Esistono differenze nella morte?
Come é facilmente intuibile le riserve sull’assegnazione della medaglia a Fletcher non sono episodiche, e non riguardano soltanto il 99enne. Il razzismo è un fenomeno radicato nell’esercito americano, come d’altronde in qualsiasi contesto negli Stati Uniti. Al tempo della seconda guerra mondiale si rifletté molto prima di approvare gli afroamericani tra le fila dell’esercito.
Si pensava infatti che le persone di colore non potessero assicurare prestazioni pari a quelle di soldati bianchi. Inoltre, dalle parole di un maggiore generale, gli afroamericani non erano considerati muniti di capacità organizzative, e gli era impossibile ogni possibilità di gestione di plotoni o altro. In ogni caso comunque più di 1,2 milioni di afroamericani vestirono l’uniforme statunitense, anche se nella maggior parte dei casi svolgevano ruoli di supporto.
Un grosso apporto alla liberazione i soldati americani lo diedero in Olanda. Tale regione conobbero la libertà quasi esclusivamente grazie a plotoni completamente formati da afroamericani, eccezion fatta per il comandante.
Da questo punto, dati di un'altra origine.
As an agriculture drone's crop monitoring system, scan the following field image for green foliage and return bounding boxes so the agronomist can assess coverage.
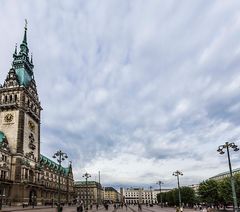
[234,173,240,204]
[218,177,232,205]
[198,173,240,205]
[198,180,219,204]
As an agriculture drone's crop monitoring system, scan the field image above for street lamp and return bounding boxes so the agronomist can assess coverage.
[82,172,91,211]
[217,142,239,212]
[53,150,68,212]
[157,180,163,208]
[149,186,153,205]
[173,170,183,208]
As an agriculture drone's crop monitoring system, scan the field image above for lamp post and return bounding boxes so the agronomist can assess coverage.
[173,170,183,208]
[217,142,239,212]
[0,185,3,210]
[53,150,68,212]
[157,180,163,208]
[82,172,91,211]
[149,186,153,204]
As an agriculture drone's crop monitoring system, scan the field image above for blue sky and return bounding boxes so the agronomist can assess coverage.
[0,0,240,187]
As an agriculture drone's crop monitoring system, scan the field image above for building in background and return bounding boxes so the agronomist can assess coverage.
[209,168,240,180]
[74,181,104,205]
[104,187,122,203]
[0,26,74,205]
[122,188,170,204]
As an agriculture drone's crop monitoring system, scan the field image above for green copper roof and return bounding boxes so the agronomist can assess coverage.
[16,68,32,87]
[12,21,34,87]
[0,131,6,143]
[40,155,70,175]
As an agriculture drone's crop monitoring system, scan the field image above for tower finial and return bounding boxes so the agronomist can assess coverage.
[24,19,27,30]
[23,19,27,44]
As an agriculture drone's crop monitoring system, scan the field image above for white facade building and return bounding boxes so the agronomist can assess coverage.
[123,188,170,204]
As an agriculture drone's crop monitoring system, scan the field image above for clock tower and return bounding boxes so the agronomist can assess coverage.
[0,24,42,181]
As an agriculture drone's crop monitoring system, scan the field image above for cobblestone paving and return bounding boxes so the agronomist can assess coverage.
[2,205,197,212]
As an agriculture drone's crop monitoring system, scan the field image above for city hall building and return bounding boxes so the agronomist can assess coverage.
[0,26,74,205]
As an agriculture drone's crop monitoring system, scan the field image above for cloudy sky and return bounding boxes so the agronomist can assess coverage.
[0,0,240,187]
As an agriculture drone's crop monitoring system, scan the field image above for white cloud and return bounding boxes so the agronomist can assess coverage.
[0,0,240,186]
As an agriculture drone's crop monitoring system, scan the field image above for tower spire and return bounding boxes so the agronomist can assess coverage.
[14,43,17,55]
[23,19,27,44]
[20,19,29,57]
I soldati di colore costruirono addirittura un aeroporto ancora in funzione, quello di Maastricht Aachen.
La presenza di truppe di colore nelle fila dell’esercito americano andrebbe considerata anche nell’ottica degli strascichi che ha lasciato in tutta Europa, soprattutto a tema razziale. In una continente straziato dalla guerra, e ancora vittima dei pregiudizi razzisti, la nascita di migliaia di bambini di colore, dal ventre di madri bianche autoctone, creò scompiglio, e non assicuro di certo una buona infanzia ai piccoli.
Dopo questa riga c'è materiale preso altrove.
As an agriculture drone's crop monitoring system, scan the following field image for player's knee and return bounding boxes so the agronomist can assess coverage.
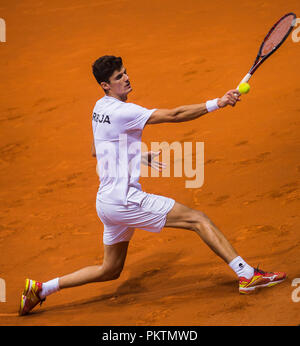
[105,266,123,280]
[193,211,211,231]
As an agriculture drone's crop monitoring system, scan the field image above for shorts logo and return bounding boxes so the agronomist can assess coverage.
[93,112,110,124]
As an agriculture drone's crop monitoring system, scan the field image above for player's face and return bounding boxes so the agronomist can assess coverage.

Spesso e volentieri infatti i bambini crescevano negli orfanotrofi, o nei conventi, a causa degli attacchi razzisti che ogni giorno dovevano subire. C’é da dire che tale pregiudizio, oltre che dal colore della pelle, era radicato anche per il fatto che quei bambini erano “figli del nemico”, quindi nemici a loro volta.